History of Perth

The city of Perth in Western Australia was named by Captain James Stirling in 1829 after Perth, Scotland. Before the founding of the Swan River Colony, the indigenous Noongar people were well established in the southwest corner of Western Australia, hunting and gathering. Like elsewhere in Australia, Aboriginal occupation of the coastal plain was unconsciously preparing the ground for European settlement. The ground they cultivated, the tracks they passed along, the native plants they cropped and the bush they cleared by fire all foreshadowed the siting and establishment of European settlements and homesteads. The lakes on the coastal plain were particularly important to the Aboriginal people, providing them with both spiritual and physical sustenance. The swamps to the north of the river provided food, meeting places, shelter, and familiar hunting grounds. Fish, turtles, oysters, crabs, birds and their eggs, frogs, edible roots, fungi, kangaroos and possums abounded.

From 1831, there were hostile encounters between settlers and Noongars that culminated in several executions and massacres that lead to the disintegration of the tribes and their retreat to the swamps and lakes north of the river. The first fleet of settlers arrived in June 1829, disembarking with their possessions on the sandy beaches north of the Swan River. No advance party had been sent, no land had been allocated, and no buildings had been constructed.

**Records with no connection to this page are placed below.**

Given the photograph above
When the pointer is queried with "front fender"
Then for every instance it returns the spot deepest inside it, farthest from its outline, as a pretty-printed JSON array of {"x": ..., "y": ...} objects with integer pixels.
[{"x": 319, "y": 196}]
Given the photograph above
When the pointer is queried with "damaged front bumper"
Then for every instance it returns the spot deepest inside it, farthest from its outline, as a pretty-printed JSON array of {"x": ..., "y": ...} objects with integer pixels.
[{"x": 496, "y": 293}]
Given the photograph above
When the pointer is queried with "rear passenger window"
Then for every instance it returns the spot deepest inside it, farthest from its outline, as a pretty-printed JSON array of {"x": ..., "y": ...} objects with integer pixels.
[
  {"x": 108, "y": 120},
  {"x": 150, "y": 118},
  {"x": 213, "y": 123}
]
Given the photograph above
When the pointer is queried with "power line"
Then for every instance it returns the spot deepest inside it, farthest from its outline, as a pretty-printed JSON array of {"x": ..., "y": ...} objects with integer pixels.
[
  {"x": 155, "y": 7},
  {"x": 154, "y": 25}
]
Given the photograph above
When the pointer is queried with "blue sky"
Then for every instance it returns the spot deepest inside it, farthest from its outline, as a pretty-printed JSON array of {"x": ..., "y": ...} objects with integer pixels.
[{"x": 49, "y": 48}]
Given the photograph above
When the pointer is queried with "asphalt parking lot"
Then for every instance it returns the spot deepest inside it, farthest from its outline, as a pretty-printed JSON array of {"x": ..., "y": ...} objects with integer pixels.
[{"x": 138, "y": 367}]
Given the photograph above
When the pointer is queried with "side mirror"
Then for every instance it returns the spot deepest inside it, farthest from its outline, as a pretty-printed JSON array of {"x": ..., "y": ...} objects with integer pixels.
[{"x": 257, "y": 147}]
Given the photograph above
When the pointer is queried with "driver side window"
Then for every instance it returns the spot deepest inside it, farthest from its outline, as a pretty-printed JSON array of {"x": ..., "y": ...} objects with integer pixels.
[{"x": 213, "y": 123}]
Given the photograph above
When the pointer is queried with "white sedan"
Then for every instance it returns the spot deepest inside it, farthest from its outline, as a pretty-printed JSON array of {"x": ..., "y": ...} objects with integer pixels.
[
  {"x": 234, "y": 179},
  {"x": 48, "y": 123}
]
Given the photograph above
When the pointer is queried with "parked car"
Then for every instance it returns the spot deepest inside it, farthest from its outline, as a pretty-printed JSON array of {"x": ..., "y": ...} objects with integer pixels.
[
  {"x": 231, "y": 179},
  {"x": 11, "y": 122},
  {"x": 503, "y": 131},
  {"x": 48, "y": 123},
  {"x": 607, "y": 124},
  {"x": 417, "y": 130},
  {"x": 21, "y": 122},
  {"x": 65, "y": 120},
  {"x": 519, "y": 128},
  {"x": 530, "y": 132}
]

The discovery of gold in the Kimberley, Murchison and Kalgoorlie regions in the 1880s and 1890s, and the concurrent granting of responsible government to Western Australia in 1890 had a huge impact on the development of Perth. The physical nature of the city changed dramatically with economic prosperity and the increase of population as a result of gold rush immigration. In one decade the population of the city tripled, from 8,447 in 1891 to 27,553 in 1901. By the beginning of the twentieth century, Perth was totally transformed. Its streets were lined with elaborately styled multi-storey buildings, many of which were designed by members of a now large architectural profession, and the population had spilled over into new suburbs that encircled the city.

Following the construction of the towns and following the war there was an influx of European immigrants to Australia, with approximately 240,000 migrating to Perth between 1946 and 1970. By the 1970s, 21% of Perth’s population was foreign born, with mainly migrating from Holland, Italy, England and other European nations.

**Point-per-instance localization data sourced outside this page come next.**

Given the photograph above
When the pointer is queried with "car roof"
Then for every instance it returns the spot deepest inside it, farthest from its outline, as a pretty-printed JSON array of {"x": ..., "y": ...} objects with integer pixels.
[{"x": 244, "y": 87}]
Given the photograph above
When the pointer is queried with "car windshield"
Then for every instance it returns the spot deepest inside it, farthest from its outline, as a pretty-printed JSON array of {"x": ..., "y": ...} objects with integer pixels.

Since 1966 Perth’s growth rate has been continuously higher than the national average, however in the first decade of the 21st century, driven by the West Australian mining boom and associated economic development, Perth became Australia’s fastest growing capital.

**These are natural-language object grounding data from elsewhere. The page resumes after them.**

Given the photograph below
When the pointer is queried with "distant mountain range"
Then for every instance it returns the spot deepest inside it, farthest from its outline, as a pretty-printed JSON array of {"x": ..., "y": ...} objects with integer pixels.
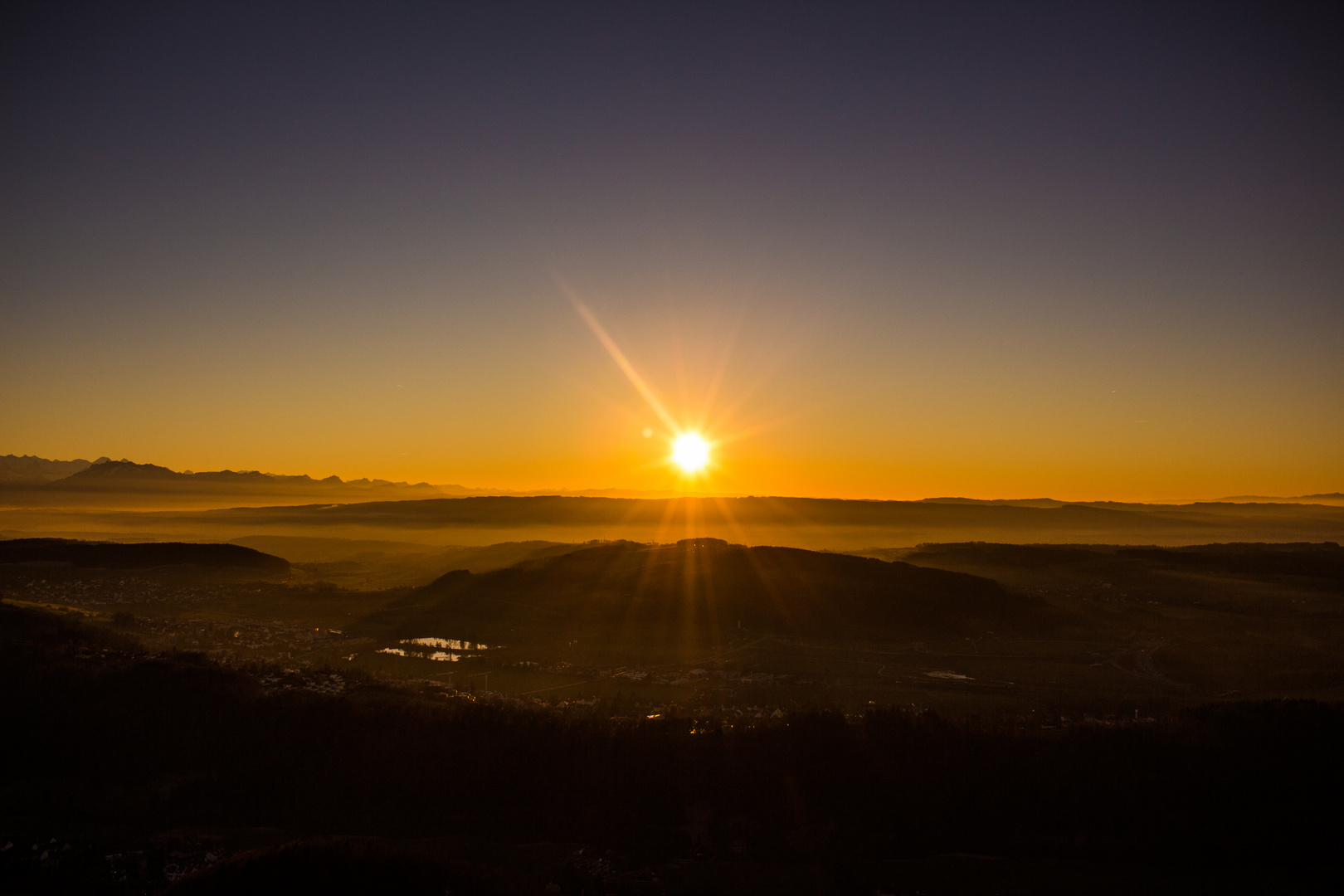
[
  {"x": 46, "y": 481},
  {"x": 49, "y": 483},
  {"x": 26, "y": 470}
]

From 2001 to 2011, the city’s population increased by 346,000. In recent years Perth has been getting a larger share of overseas migrants who, due to the demand for workers in the mining industry, are predominantly arriving on skilled migration visas. More than any other city in Australia, it has attracted migrants from the UK and South Africa. 

Notable events include:

  • 2008: The historic ban on uranium mining was reversed by the incoming Barnet Government.
  • 22 March 2010:  Storms caused hundreds of millions of dollar’s worth of damage and left 150,000 homes without power.
  • October 2011: Perth hosted the Commonwealth Heads of Government Meeting and the Queen visited.
  • 2012: Construction of Brookfield Place was completed. Formerly known as City Square tower, the skyscraper is the second tallest in Western Australia and the eighth tallest in Australia.
  • 2012: Construction began on Elizabeth Quay, a major redevelopment of the Perth foreshore.